Wednesday, August 2, 2017

Where is inreach?

"There is no inreach", tells me a FFB person. I was chatting about text-based learning, about my visceral desire to grow. "At the end of the day, I don't want sources, I want to read about emunah. Before you complain, ask, did you get everything there is to get from inspirational classes?"

This remark devastates me. This is lashon hara, evil speech, and no amount of classes on Shmirat HaLashon will explain how deeply such words wound. There is no inreach. I do not connect to spiritual classes. I have gone to women's talks for years and I liken them to cotton candy: sweet, inflated, empty calories. I leave them and I hunger for more, all the while regretting the time wasted away. When I learn a text in depth, when I grapple with it. when I have to work my brain cells, make connections, look words up, that's when I get the satisfaction of learning Torah.

The SEED boys are in town for the past week. My boys have been going to shul to learn with them. On erev Tisha BeAv my 11 yo came back beaming after learning for hours. He has started his bar mitzvah parsha prep. This brought tears to my eyes: in six years of homeschooling, this is FIRST TIME that someone who is not his parent and who is not getting paid, learned with him what he wanted to learn. I did not think it will be like that. I thought there will be people (rabbis? fathers? bachirim? older gentlemen?) who would hear of our homeschooling journey, see that we are baalei teshuva, see that we do not have skills, just see an interested kid, and help him out. He came home glowing. The boy who was learning with him did not care that he has anxiety, that he might not have skills of a 6th grader, that he was rejected by two schools... He was here to learn with the boys and here was a boy, ready to learn.

On Tisha BeAv proper, I encountered this statement from Gemara:

It was apropos for our situation: please learn with me! Please make time. Please find energy. Please do it as a chesed. Please get me to the level where I can learn on my own. It is taught as one of the causes of the Destruction. Yet I have not seen anyone talk about it. Perhaps it is painful to wonder what is to become of all the baalei teshuva, the ones who know just enough to be observant on the outside, yet do not get the life-sustaining gift of in-depth learning.

In Lech lecha, when Avram goes to Canaan, he brings with him "all the souls that they made in Haran". A classic interpretation of those souls is all the people whom Avram taught about G-d. Yet this is the only mention that we have of them. Where are they? Presumably, they did not stick around. Maybe, just maybe, despite Avram's efforts at hospitality, he was really holding out for his biological son. Maybe there was no inreach, and the believers slowly, yet inevitably, left.

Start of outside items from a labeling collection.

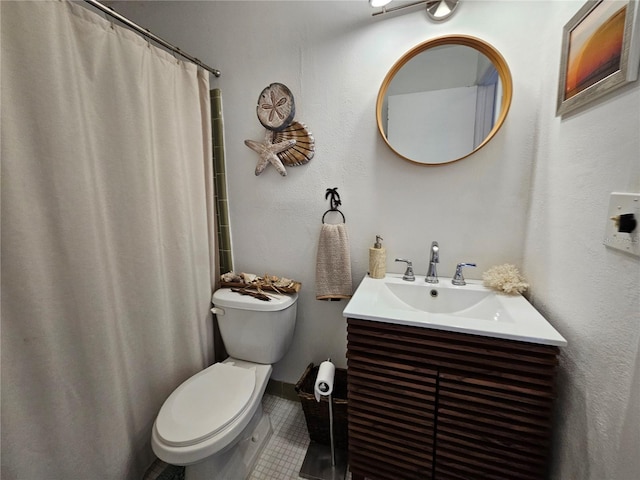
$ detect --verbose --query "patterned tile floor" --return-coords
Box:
[248,395,351,480]
[144,395,351,480]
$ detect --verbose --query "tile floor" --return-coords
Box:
[145,394,351,480]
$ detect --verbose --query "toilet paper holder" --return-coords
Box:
[300,358,347,480]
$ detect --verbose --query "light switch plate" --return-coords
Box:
[602,192,640,257]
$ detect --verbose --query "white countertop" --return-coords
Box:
[343,274,567,346]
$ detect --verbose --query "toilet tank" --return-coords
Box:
[212,288,298,364]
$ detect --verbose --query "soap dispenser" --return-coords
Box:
[369,235,387,278]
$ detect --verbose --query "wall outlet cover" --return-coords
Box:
[602,192,640,257]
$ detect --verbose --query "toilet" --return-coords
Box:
[151,288,298,480]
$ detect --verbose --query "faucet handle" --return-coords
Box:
[451,263,476,286]
[396,258,416,282]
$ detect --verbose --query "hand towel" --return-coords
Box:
[316,223,353,300]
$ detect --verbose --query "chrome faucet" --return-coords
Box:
[424,242,440,283]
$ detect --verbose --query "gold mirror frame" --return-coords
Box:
[376,35,513,166]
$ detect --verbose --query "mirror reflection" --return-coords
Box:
[377,36,511,165]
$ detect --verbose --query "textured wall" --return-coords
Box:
[107,0,640,480]
[524,2,640,480]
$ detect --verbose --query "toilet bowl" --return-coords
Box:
[151,289,297,480]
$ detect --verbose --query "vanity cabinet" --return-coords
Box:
[347,318,559,480]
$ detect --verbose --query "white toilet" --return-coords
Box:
[151,288,298,480]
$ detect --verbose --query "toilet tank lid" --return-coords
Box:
[211,288,298,312]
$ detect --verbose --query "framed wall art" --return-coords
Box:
[556,0,640,115]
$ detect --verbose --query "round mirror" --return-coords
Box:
[376,35,513,165]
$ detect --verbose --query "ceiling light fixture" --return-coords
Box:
[369,0,460,22]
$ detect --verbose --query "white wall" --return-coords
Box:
[107,0,640,480]
[524,2,640,480]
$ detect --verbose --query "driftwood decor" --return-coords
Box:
[244,83,315,177]
[220,272,302,293]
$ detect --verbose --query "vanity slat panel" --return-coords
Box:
[347,319,559,480]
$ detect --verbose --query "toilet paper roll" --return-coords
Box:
[313,361,336,402]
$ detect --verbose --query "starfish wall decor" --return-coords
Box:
[244,130,296,177]
[244,83,315,177]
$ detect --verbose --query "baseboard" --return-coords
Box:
[266,379,300,402]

What is to become of the baal teshuva movement? What is to become of all those who do not have an established network of relatives and rebbeim to plug into? What is to become of those who thirst for more, yet are so misunderstood by those enjoying the privileges of being "on the inside"? What is there to tell that just because you have been frum for years, there is still no family to have you over for a Pesach seder? That all divrei Torah at that seder are on you (and your husband who is working overtime so he can have Seder off)? I know that plenty of those who have come to Orthodox Judaism on their own are afraid to admit the gulf of ignorance beyond browsing halachot on Aish or emailing rabbis at OU. They read English side of the siddur, hoping that nobody notices. They read the Hebrew side, but it might as well be in Chinese. They put their kids in school, hoping that someone out there will teach them and they will be able to do more. Those parents still cannot review Chumash with their kids, let alone Gemara.

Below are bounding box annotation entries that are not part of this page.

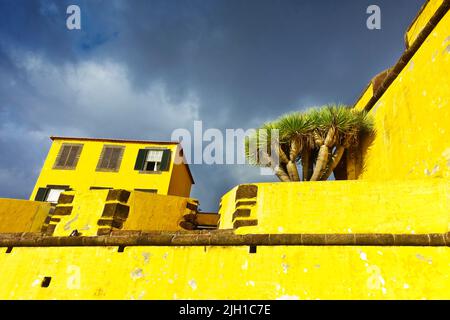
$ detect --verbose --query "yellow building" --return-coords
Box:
[30,137,194,203]
[0,0,450,299]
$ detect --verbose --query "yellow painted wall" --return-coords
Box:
[49,190,192,236]
[219,179,450,234]
[30,140,190,199]
[53,190,109,237]
[354,83,373,110]
[0,246,450,299]
[0,199,50,232]
[168,148,192,197]
[357,8,450,180]
[405,0,444,46]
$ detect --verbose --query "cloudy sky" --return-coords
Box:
[0,0,424,211]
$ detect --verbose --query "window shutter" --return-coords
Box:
[108,148,123,170]
[161,149,171,171]
[134,149,148,170]
[66,146,81,168]
[97,147,112,170]
[34,188,48,201]
[54,145,70,168]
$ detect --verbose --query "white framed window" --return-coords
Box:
[144,150,163,171]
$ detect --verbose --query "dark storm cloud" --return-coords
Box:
[0,0,423,210]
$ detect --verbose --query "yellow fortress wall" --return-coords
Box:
[0,0,450,299]
[0,246,450,299]
[219,179,450,234]
[0,199,50,233]
[30,137,193,200]
[356,1,450,180]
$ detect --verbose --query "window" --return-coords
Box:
[34,185,69,203]
[96,145,125,172]
[134,149,171,172]
[53,143,83,170]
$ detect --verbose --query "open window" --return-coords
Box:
[53,143,83,170]
[96,145,125,172]
[134,149,171,173]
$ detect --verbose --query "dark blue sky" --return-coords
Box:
[0,0,424,210]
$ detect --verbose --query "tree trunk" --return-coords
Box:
[302,148,312,181]
[262,148,291,182]
[311,127,336,181]
[322,145,345,180]
[311,144,329,181]
[274,165,291,182]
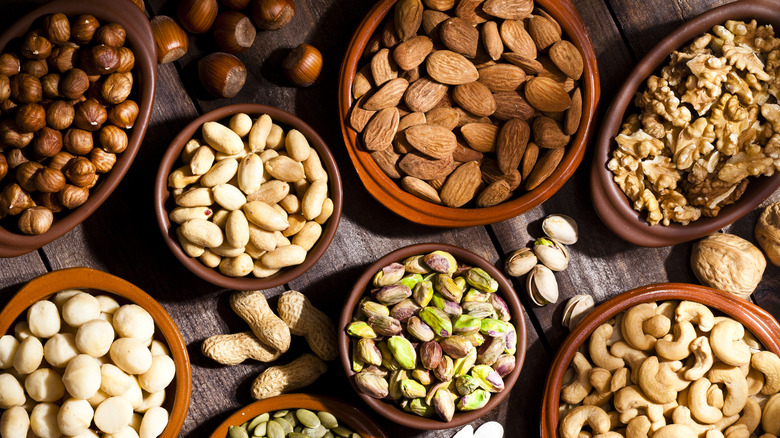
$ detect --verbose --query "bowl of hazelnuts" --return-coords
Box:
[0,0,157,257]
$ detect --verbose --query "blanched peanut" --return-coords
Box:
[27,300,60,338]
[62,292,100,327]
[62,354,100,399]
[95,397,133,433]
[57,398,94,436]
[76,318,118,357]
[24,368,65,402]
[114,304,154,339]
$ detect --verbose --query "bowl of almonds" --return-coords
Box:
[339,0,600,227]
[155,104,342,290]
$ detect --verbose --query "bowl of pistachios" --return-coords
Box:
[339,243,526,430]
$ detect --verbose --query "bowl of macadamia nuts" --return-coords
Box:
[541,283,780,438]
[0,0,157,257]
[0,268,192,438]
[155,104,342,290]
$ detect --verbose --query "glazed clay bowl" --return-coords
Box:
[211,394,387,438]
[339,0,601,227]
[0,268,192,438]
[154,103,343,290]
[590,0,780,247]
[541,283,780,438]
[338,243,526,430]
[0,0,157,257]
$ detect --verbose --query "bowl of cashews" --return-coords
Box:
[541,283,780,438]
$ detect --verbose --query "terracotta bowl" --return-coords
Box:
[211,394,388,438]
[590,0,780,247]
[339,0,601,227]
[0,268,192,438]
[339,243,526,430]
[541,283,780,438]
[154,103,343,290]
[0,0,157,257]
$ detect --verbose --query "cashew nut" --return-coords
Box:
[621,303,656,351]
[588,324,625,371]
[560,406,610,438]
[675,301,715,332]
[655,321,696,360]
[710,319,750,366]
[750,351,780,395]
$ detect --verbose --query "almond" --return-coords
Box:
[394,0,423,41]
[398,152,455,181]
[477,64,525,93]
[425,50,479,85]
[363,107,399,151]
[496,119,531,173]
[393,35,433,71]
[401,176,441,204]
[548,40,583,79]
[363,78,409,111]
[460,123,498,152]
[404,123,457,158]
[452,82,496,117]
[404,78,447,113]
[482,0,534,20]
[439,17,479,58]
[439,161,482,207]
[525,77,571,112]
[500,20,536,59]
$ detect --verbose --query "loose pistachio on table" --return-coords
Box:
[345,251,517,421]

We talk and talk about how Torah learning is important. Well, let's learn some Torah. And if you are able to teach, let's teach some Torah lishma.


2 comments:

  1. Interesting thoughts... In my experience, large baal teshuva communities do have some framework for technical skills-based growth for baalei teshuva -- both in Passaic (where we live now), in Atlanta (where we used to live) and I've heard of similar things in Brooklyn and Baltimore. These programs, at least in my experience, do open up the world of learning quite well for the baal teshuva, certainly on the level where they can review the gemara kids are doing in school until the advanced stages.

    However, such programs are geared towards adults, not for kids.